Maximum heritabilities and independence of canonival characters embody the advantages of this breeding method (1) (2) . Yang De and DaiJunti (1983) reported on canonical character selection in the offspring of wheat populations (3) . Canonical analysis of early maturing cucumber lines overcame serious interferences with non-additive effects and thus is viewed as a reliable comprehensive selection scheme for early generations. As an overall appraisal, it can also define the best combinations from which unique early-mature diphyletic lines can be sunthesized during the course of pedigree selection. Nevertheless, only the use of ines with maximum broad sense heritabilities of canonical characters can avoid the serious interferences with broad sense canonical selection in early generations. In order to overcome such defeats, new breeding methods should be developed which allow for the establishment of narrow sense canonical charcters with maximum narrow sense heritabilities.

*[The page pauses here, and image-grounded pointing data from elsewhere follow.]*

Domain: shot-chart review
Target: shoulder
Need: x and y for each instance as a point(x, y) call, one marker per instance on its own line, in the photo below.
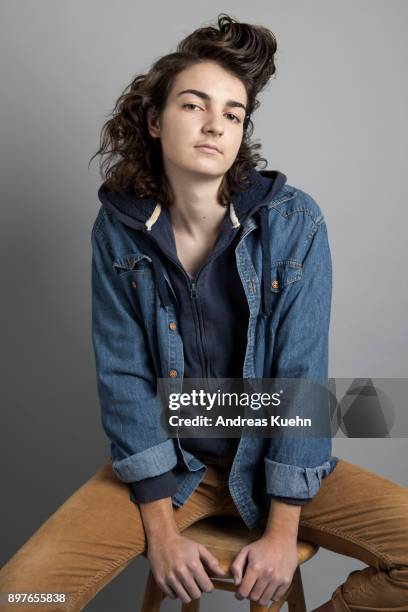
point(292, 201)
point(117, 237)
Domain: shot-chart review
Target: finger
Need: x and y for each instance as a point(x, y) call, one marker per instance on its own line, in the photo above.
point(186, 578)
point(280, 591)
point(211, 561)
point(247, 583)
point(257, 590)
point(178, 588)
point(268, 595)
point(167, 590)
point(202, 579)
point(237, 566)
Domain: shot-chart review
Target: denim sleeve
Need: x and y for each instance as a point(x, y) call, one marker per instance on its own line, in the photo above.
point(126, 379)
point(292, 501)
point(157, 487)
point(294, 467)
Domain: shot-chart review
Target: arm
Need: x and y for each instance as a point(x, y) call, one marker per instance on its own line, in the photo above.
point(125, 374)
point(140, 454)
point(295, 467)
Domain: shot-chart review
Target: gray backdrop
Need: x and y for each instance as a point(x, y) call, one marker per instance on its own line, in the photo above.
point(333, 120)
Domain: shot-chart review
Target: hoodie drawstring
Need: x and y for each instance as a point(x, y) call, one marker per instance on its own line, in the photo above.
point(266, 261)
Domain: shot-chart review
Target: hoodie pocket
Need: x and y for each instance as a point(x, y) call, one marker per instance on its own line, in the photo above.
point(283, 273)
point(133, 262)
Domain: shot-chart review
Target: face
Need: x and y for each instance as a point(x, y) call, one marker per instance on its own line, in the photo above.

Such methods will increase the accuracy and reliability of canonical selection and thus overall appraisal of parental lines and F1 hybrids.

Literature Cited

  1. Yongtao, Q. and C. Hongwen. 1991. High effective multiple selection of parental lines of cucumber hybrid with strong early mature heterosis. Scientia Agriculture Sinica 24:51-58.
  2. De, Y. and D. Junti. 1983. Approaches to canonical correlations of multiple quantitative traits. (I). canonical character and its heritability. J. Huanan Agr. college, No. (1): 27-36.
  3. De, Y. and D. Junti. 1983. Approaches to canonical of multiple quantitative traits. (I) canonical character selection for the offspring populations of crossing combination of wheat. J. Hunan Agr. college, No. (1):37-51.